Wait. You would trust this man -- willing to quote people inaccurately, willing to expose confidential sources, and demanding to indoctrinate children in schools with the social task of determining when someone is lying, and when they are articulating a sincerely held opinion?
People in a community "believed a lie"? Or simply *had a different opinion* on their understanding of the intentions and actualities of something like the "death panels" issue? It's one thing to hold a "progressive" opinion -- it's another to foist it on the public coercively by claiming it is a scientific proposition. (Of course, this is what the White House did with their notorious [email protected] concept of turning in your neighbour if they promulgated "incorrect" information about the health care bill.)

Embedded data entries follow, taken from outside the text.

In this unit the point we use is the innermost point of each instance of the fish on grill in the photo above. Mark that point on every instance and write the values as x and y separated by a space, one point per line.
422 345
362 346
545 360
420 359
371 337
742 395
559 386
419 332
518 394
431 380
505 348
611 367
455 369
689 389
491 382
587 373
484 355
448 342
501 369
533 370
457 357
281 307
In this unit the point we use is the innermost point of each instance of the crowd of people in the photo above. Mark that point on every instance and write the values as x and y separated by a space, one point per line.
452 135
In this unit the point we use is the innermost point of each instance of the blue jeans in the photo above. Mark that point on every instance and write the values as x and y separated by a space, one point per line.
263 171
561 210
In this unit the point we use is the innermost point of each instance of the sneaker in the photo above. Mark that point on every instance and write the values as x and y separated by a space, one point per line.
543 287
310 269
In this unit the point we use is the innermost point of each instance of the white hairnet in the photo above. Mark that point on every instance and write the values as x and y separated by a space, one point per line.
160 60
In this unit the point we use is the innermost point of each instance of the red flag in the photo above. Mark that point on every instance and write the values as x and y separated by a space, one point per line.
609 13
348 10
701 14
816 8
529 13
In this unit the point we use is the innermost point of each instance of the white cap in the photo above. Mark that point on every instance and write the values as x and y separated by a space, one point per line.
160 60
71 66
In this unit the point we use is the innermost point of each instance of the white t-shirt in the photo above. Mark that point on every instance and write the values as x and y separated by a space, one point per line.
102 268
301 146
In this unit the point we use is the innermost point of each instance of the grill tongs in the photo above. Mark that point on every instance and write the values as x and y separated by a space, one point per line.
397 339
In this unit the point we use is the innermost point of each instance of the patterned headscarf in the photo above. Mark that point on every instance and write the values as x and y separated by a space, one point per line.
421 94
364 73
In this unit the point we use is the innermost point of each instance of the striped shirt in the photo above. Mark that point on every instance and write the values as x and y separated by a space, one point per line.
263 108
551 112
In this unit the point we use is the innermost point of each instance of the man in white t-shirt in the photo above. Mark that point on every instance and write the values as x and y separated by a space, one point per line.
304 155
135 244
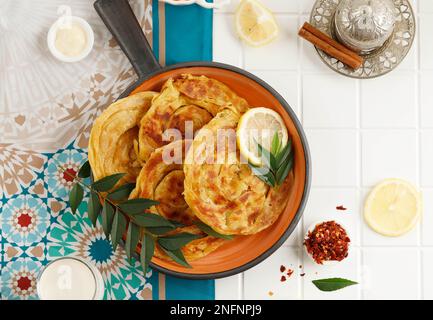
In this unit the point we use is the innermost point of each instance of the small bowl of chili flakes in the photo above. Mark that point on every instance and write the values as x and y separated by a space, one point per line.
327 242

I see all this differently.
I see newspapers, in keeping with First Amendment values, not as targets to be hijacked by progressive social justice movements and turned into bully pulpits, but commercia propositions that may be staggering now, but will find a way to adapt and continue to make money with ads as well as paid content and subscriptions. However they survive and continue to serve the public interest *really*, it will not by becoming sectarian committees of the politically-correct.
Rather than "22 rules," we need simpler validation of what is already implicit in the First Amendment:
The right to an editorial voice.
The right to a political position.
The right to make news judgements.
The right to reflect a variety of viewpoints.
Millions of people aren't persuaded by the incantation of universality arguments -- UN treaties, legal language -- that waterboarding is torture. They will have to be convinced in the way you always have to convince people if you do it legitimately, with argumentation, reasoning, facts, field cases, etc. -- not by shaming and browbeating.
P.S. Gillmor's response is to claim his rules are for "transparency" and "inclusiveness" -- both the new "progressive" buzzwords for coerced political correctness.
P.P.S. The ankle-biting Timothy Post, failing as usual to have an original thought, falls back on the usual geek forums-fighter gambit of claiming that *criticism* of a position like Gillmor's (so unexpected! *gasp!* How can this be?!) is the same thing as "attempting to silence" them or "drive them off the Interwebs". I'm not for driving anyone off the Internet (Post and his ankle-biting fellow Komsomoltsy work at that assiduously with their constant mocking, bullying, and harasasment of people whose views they don't like). I would consider adding a new rule for a $100 fine for any time someone used the smarmy little fanboyz term "interwebs" however.